Pour rappel, en avril 2015, le gouvernement de centre-droit, dirigé par Ewa Kopacz, avait retenu l’appareil d’Airbus Helicopters pour équiper les forces armées polonaises. Et l’industriel Marignane comptait faire de la Pologne une de ses priorités, avec l’installation, à Lodz, de chaînes de montage et d’un centre de recherche et de développement. Seulement, le PiS, qui était alors dans l’opposition, avait assuré qu’il reviendrait sur cette décision en cas de victoire aux élection législatives. Et cela au profit de Sikorsky (filiale de Lockheed-Martin), qui proposait le S-70 Blackhawk, et AgustaWestland. Ce qui fut donc le cas.

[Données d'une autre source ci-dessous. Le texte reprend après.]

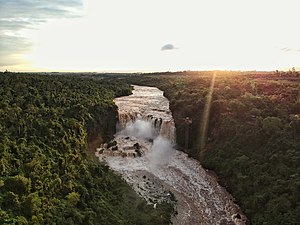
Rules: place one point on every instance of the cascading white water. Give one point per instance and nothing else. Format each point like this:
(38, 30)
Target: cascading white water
(147, 130)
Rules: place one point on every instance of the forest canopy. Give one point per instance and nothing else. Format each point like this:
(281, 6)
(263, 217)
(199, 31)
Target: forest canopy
(47, 173)
(253, 136)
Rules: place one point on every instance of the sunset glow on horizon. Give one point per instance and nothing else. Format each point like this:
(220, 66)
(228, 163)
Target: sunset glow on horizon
(132, 35)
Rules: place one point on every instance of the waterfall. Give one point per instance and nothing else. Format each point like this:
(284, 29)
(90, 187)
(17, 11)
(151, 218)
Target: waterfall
(143, 148)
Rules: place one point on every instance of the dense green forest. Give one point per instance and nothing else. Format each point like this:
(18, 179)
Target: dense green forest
(253, 137)
(47, 173)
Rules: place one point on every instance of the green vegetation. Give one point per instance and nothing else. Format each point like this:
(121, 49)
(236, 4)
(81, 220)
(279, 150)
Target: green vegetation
(47, 175)
(253, 140)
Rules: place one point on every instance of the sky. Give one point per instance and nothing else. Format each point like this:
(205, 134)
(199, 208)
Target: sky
(143, 36)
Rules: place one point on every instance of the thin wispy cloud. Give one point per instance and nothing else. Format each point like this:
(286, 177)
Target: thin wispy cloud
(168, 47)
(17, 16)
(286, 49)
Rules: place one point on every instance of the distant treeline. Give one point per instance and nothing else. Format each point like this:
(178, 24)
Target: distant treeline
(47, 175)
(253, 139)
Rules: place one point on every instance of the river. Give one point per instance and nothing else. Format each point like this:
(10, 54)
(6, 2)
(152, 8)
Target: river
(144, 156)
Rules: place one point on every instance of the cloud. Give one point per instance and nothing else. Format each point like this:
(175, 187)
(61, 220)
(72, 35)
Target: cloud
(168, 47)
(286, 49)
(19, 15)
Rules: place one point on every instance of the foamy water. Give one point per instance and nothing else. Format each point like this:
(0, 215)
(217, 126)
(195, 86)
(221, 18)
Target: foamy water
(145, 119)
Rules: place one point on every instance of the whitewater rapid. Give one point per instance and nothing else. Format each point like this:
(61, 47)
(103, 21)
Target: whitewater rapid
(145, 118)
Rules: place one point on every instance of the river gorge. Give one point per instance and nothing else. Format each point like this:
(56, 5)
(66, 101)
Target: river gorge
(144, 155)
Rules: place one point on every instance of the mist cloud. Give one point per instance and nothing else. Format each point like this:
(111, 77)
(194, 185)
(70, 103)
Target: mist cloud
(168, 47)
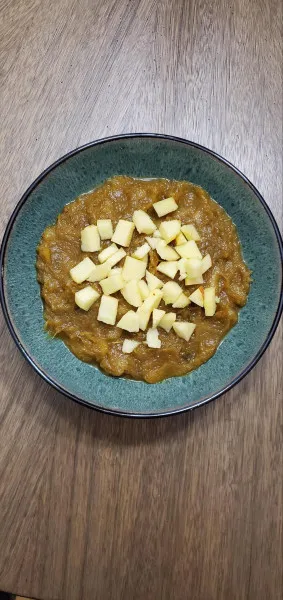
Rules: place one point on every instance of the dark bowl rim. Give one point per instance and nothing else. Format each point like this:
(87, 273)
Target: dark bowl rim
(52, 382)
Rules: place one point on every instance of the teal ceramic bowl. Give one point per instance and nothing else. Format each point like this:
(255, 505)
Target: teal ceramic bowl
(141, 155)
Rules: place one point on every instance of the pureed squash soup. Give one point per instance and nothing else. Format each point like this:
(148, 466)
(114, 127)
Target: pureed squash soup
(140, 290)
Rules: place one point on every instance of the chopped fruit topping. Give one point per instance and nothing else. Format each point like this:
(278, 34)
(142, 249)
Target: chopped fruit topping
(190, 232)
(142, 251)
(209, 302)
(107, 253)
(108, 310)
(115, 258)
(206, 263)
(105, 229)
(189, 250)
(123, 233)
(169, 230)
(112, 284)
(194, 267)
(180, 239)
(157, 316)
(197, 297)
(133, 269)
(167, 321)
(153, 282)
(166, 252)
(129, 322)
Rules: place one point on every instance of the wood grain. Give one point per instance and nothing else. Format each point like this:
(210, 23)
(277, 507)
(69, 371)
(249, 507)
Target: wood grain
(95, 507)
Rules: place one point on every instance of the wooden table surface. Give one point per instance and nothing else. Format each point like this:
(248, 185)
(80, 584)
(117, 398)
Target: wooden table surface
(94, 507)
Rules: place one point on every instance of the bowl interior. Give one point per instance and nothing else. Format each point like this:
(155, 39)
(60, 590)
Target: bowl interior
(141, 156)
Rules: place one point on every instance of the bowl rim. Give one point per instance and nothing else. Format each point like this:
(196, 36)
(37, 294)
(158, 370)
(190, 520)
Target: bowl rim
(49, 379)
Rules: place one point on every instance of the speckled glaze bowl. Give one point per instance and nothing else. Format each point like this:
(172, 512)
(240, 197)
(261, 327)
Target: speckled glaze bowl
(141, 155)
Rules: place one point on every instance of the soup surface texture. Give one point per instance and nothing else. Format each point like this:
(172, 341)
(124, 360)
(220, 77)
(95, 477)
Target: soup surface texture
(100, 344)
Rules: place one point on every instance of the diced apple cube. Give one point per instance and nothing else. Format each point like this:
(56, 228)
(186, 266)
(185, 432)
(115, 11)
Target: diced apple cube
(182, 301)
(206, 263)
(133, 268)
(152, 338)
(143, 222)
(171, 292)
(152, 301)
(123, 233)
(143, 316)
(142, 251)
(168, 268)
(108, 310)
(194, 267)
(129, 322)
(90, 240)
(82, 270)
(152, 242)
(157, 315)
(209, 302)
(166, 252)
(131, 293)
(189, 250)
(86, 297)
(116, 271)
(143, 288)
(145, 260)
(194, 280)
(169, 230)
(153, 282)
(167, 321)
(112, 284)
(190, 232)
(180, 239)
(99, 272)
(182, 268)
(197, 297)
(129, 346)
(115, 258)
(183, 329)
(164, 207)
(105, 229)
(107, 253)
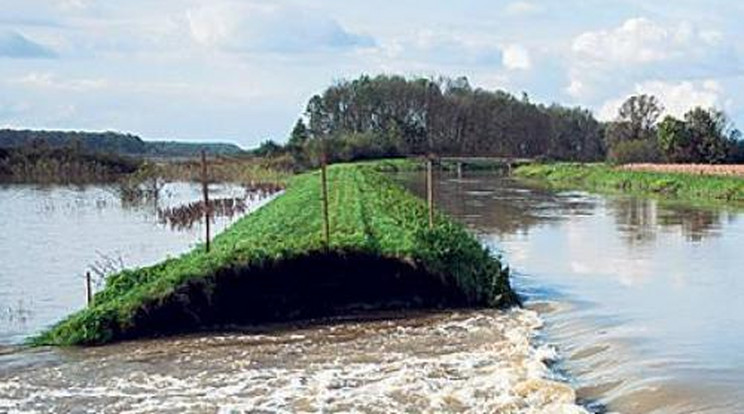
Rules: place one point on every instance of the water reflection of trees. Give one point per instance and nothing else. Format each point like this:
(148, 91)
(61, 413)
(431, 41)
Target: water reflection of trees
(495, 205)
(639, 220)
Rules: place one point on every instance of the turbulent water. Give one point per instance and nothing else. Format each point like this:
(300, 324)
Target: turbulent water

Mais cette affaire a connu un rebondissement inattendu en avril, après un entretien donné par Waclaw Berczynski au quotidien Gazeta Prawna. Ce dernier était alors interrogé sur les conclusions – controversées – de la contre-commission d’enquête qu’il dirigeait au sujet du drame de Smolensk, au cours duquel le président Lech Kaczynski trouva la mort avec des dizaines de personnalités polonaise dans la chute du Tupolev Tu-154 présidentiel.

En effet, M. Berczynski a affirmé qu’il avait été le « mandataire » du ministre de la Défense, Antoni Macierewicz, dans le dossier des hélicoptères d’Airbus. Or, ce fait avait été jusque-là passé sous silence. Mieux encore : il s’est même vanté d’avoir « achevé » les Caracal.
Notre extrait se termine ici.